Had a bad cold this week, so I reread Jon Loomis’ 1998 collection Vanitas Motel since it contains “Watching Wings of Desire With a Bad Cold,” one of those awesome you’ll-always-remember (and wish you wrote!) titles. And poem, for that matter. (Quick definition of vanitas painting, as I know not everyone’s parents were art history majors.)
Loomis’ poetry is tough, its situations blunt.
Half-moon. Squidlight. Fog hung like a bedsheet
20 yards out. It’s a long walk across the breakwater—
gulls doze on the flats, hoping you’ll die. […]
Late December, dawn spreads like a rash
above the parking lot. Venus smokes itself down,
stubs itself out. The house is a whistle only I can hear—
From “Aubade at Your Hospital Window,” “Tuesday’s snow still with us, old pair/of underpants.”
Not tough-guy tough or down-and-out tough. Sure, there’s swearing, and balls and breasts, and a “girlfriend who could only/come in motel beds” and adultery and so forth (who was it who said everyone should have a book of Bukowski on their shelf, but it doesn’t matter which one?). But with Loomis the toughness is more that what comes at these poems — illness, insomnia, slow death, divorce (and art) — is tackled (“We slam/each door in the house before it rains.”) even as it’s painted with beautiful lyricism.
The middle of “Watching Wings of Desire with a Bad Cold”:
We’re all ghosts, more grudge than memory,
thin complaints crowding a blue-tiled cafe
(stink of onions, stink of eels and black bread).
It’s a long movie. Everybody wears a hat.
The beginning of “Common Prayer”:
The rain fell green.
I read a poem about art.
Then we stood
around the grave, uncertain
where we’d sent him,
to which afterlife.
Lightning branched across
the clouds. A watershed.
Bright veins, stripped
from Orion’s leg.
Though a few poems do feel more minor in their execution than others, it’s a consistently strong collection. His control of the line is also impressive, and his line breaks draw me back to these poems as much as the imagery. The line breaks here do everything they’re supposed to — tighten the line just past, heighten the action or image with that extra pause, and make the whole thing feel simultaneously well-crafted and natural.

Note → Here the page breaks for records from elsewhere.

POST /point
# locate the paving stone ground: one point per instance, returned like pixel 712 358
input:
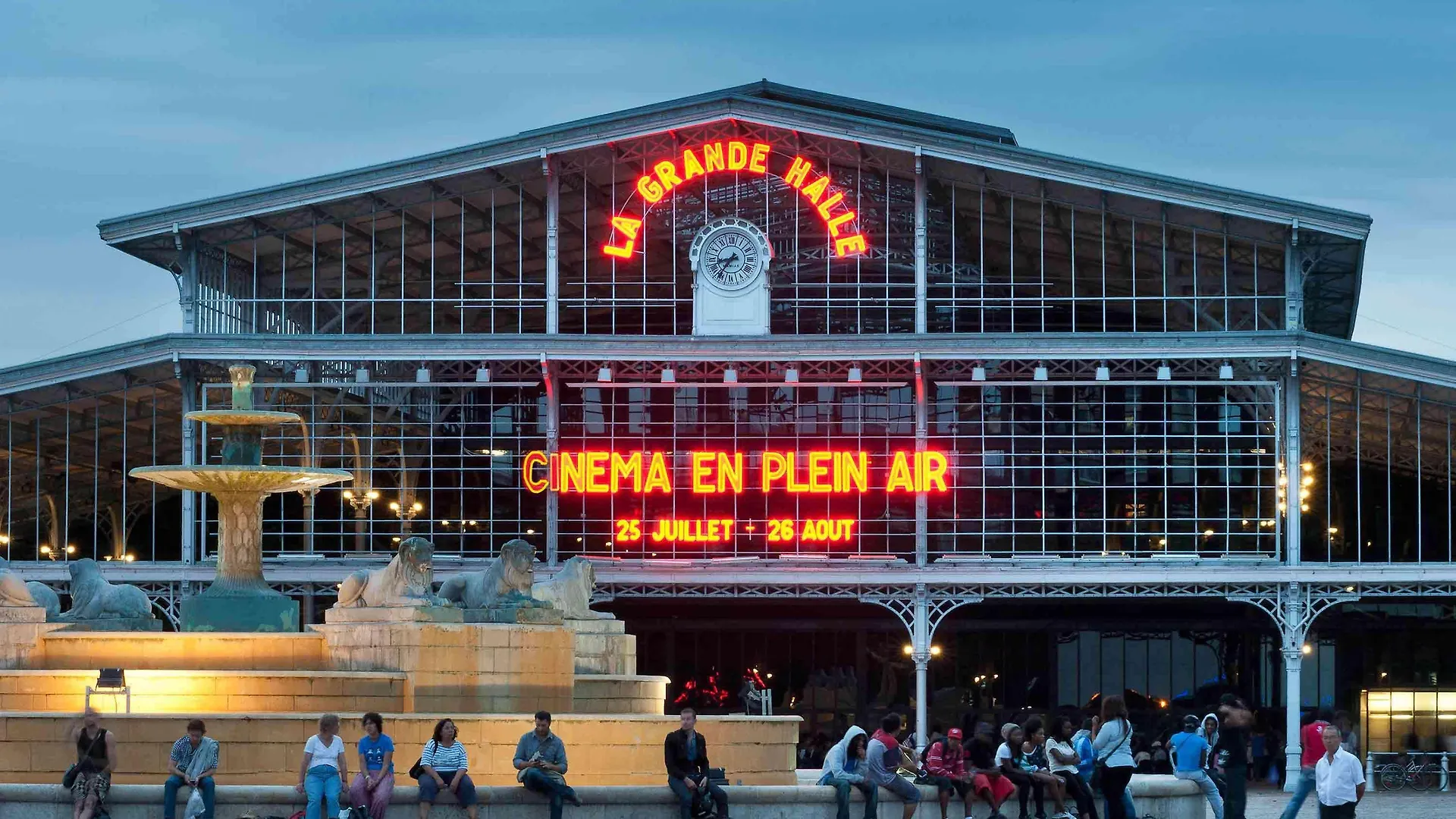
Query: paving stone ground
pixel 1267 803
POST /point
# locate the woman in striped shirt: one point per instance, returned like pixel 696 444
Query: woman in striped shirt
pixel 443 767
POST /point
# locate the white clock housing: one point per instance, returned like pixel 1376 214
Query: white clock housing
pixel 730 260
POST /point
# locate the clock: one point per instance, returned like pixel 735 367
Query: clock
pixel 730 253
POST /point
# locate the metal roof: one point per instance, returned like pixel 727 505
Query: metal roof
pixel 770 104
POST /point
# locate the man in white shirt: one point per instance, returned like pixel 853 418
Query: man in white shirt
pixel 1338 779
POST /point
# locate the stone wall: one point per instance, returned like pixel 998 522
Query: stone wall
pixel 180 651
pixel 210 692
pixel 479 668
pixel 268 748
pixel 612 694
pixel 513 802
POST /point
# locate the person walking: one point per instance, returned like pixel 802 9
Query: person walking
pixel 1235 722
pixel 1338 779
pixel 325 765
pixel 375 784
pixel 541 764
pixel 685 752
pixel 1114 736
pixel 845 770
pixel 193 763
pixel 1190 757
pixel 1310 748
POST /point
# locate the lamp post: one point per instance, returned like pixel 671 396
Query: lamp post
pixel 362 500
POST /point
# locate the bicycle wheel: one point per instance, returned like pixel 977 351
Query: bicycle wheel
pixel 1392 777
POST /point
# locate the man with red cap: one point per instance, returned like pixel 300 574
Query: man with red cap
pixel 946 767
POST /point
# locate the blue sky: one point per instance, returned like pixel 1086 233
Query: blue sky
pixel 112 108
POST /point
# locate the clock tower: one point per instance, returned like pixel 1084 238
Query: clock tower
pixel 730 260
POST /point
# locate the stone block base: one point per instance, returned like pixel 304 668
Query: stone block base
pixel 462 667
pixel 400 614
pixel 262 613
pixel 115 624
pixel 603 646
pixel 22 614
pixel 532 615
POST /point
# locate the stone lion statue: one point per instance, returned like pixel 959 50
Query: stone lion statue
pixel 408 580
pixel 93 598
pixel 570 591
pixel 506 583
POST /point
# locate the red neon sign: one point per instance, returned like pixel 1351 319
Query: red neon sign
pixel 715 472
pixel 745 158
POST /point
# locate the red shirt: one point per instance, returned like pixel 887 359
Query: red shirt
pixel 941 761
pixel 1312 744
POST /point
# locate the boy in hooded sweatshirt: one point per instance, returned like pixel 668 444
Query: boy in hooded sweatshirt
pixel 845 768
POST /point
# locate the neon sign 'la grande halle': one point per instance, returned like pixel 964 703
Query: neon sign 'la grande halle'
pixel 745 158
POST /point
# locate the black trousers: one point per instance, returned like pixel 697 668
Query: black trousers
pixel 1025 786
pixel 1114 781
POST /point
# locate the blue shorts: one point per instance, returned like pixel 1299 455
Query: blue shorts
pixel 905 789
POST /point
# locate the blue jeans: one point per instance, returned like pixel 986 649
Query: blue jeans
pixel 1302 789
pixel 685 798
pixel 1210 790
pixel 428 790
pixel 842 790
pixel 554 789
pixel 322 786
pixel 169 796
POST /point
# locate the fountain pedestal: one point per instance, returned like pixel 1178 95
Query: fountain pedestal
pixel 239 599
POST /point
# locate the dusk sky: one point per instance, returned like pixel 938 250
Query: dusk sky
pixel 114 108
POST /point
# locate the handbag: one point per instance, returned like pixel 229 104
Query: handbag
pixel 419 770
pixel 69 779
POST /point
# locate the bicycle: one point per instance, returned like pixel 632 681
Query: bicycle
pixel 1420 774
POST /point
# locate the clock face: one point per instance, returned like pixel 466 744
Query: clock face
pixel 730 253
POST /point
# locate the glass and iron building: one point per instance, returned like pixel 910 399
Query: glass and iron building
pixel 778 362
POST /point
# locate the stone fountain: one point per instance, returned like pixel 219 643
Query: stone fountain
pixel 239 599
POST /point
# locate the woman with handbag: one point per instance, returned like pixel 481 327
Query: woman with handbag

You can read a few more Jon Loomis poems online in their entirety, from his second book of poetry, The Pleasure Principle. “Deer Hit” with its younger speaker and different context and choices makes an obvious and interesting contrast with Stafford’s famous “Traveling Through the Dark” (though I can’t say I think the very last line in “Deer Hit” works). But I do like the how the whimsy and the unexpected event in “On the First Tee with Charles Wright” is good fun that turns (in mid-air?) to something more melancholy.
p.s. The poem works I think even if you haven’t seen Wings of Desire, but if you haven’t you should.